Однажды тетя прислала нам с своим племянником описание снадобья для уничтожения тараканов. Дело в том, что мы в то время обитали в очень живописном с виду, но очень неудобном для жилья, дряхлом доме. Наша кухня по вечерам превращалась в клуб для тараканов. Эти милые насекомые проникали туда сквозь стены и из-под пола и возились там в свое удовольствие вплоть до рассвета.

Против мышей и крыс Аменда ничего не имела. Она говорила, что даже любит наблюдать, как эти потешные зверьки проделывают свои интересные штуки. Но к тараканам она относилась иначе, поэтому очень обрадовалась, когда жена сообщила, что получила прекрасный рецепт для составления смертоносного снадобья против них.

Мы достали все указанные в рецепте вещества, составили из них смесь и вымазали этой смесью, как было сказано в наставлении, стены, пол, плиту и все прочее в кухне.

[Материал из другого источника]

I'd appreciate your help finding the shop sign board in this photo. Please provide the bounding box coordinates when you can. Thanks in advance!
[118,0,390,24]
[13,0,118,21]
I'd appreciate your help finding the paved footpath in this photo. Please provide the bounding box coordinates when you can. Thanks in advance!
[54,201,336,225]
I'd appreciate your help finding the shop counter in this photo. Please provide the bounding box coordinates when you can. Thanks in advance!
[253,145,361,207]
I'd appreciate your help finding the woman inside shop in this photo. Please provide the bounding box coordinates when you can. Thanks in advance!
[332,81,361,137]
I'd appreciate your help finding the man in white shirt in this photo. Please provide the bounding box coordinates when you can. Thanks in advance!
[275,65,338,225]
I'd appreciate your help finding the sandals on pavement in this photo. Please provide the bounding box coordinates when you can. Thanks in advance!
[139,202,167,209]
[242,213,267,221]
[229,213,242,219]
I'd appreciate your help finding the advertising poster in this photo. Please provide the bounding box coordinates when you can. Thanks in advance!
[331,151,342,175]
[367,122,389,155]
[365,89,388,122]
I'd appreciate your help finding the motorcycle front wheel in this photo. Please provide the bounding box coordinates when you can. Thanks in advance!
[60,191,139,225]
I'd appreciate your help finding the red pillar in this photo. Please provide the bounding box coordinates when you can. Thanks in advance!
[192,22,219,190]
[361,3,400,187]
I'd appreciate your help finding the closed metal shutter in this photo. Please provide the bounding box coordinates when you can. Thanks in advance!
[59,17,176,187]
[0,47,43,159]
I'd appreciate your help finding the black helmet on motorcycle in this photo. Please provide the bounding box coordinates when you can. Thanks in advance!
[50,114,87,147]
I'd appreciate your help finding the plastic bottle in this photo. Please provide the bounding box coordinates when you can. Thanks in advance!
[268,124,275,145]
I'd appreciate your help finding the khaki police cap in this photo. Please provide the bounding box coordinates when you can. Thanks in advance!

Тараканы в свое время явились. Очевидно, наше угощение им очень понравилось, они истребили его все без остатка и… остались целехоньки.

Мы сообщили об этом факте Мак-Шонесси. На добродушном лице моего приятеля промелькнула зловещая улыбка, и он многозначительно проговорил:

- Вот и отлично! Пусть их угощаются.

Он объяснил нам, что этот яд действует медленно и не сразу убивает таракана, а лишь понемногу подтачивает его организм. День за днем таракан будет чувствовать себя хуже и хуже, а потом и окончит свое существование.

Обнадеженные этим объяснением, мы состряпали новую, но уже значительно увеличенную, порцию яда и распределили ее прежним способом. Тараканы стали стекаться к нам со всего околотка. В конце недели наша кухня вмещала в своих ветхих стенах всех тараканов, обитавших на десять миль вокруг нас.

Мак-Шонесси уверял нас, что все идет как нельзя лучше. Он говорил, что этим путем мы очистим от тараканов весь округ.

На восьмой день вечером мы вместе с моим приятелем спустились в кухню, чтобы взглянуть, как там себя чувствуют наши гости. Мак-Шонесси нашел, что они выглядят очень плохо и что, того и гляди, все перемрут. Нам же с женою казалось, что трудно представить себе более здоровых на вид тараканов.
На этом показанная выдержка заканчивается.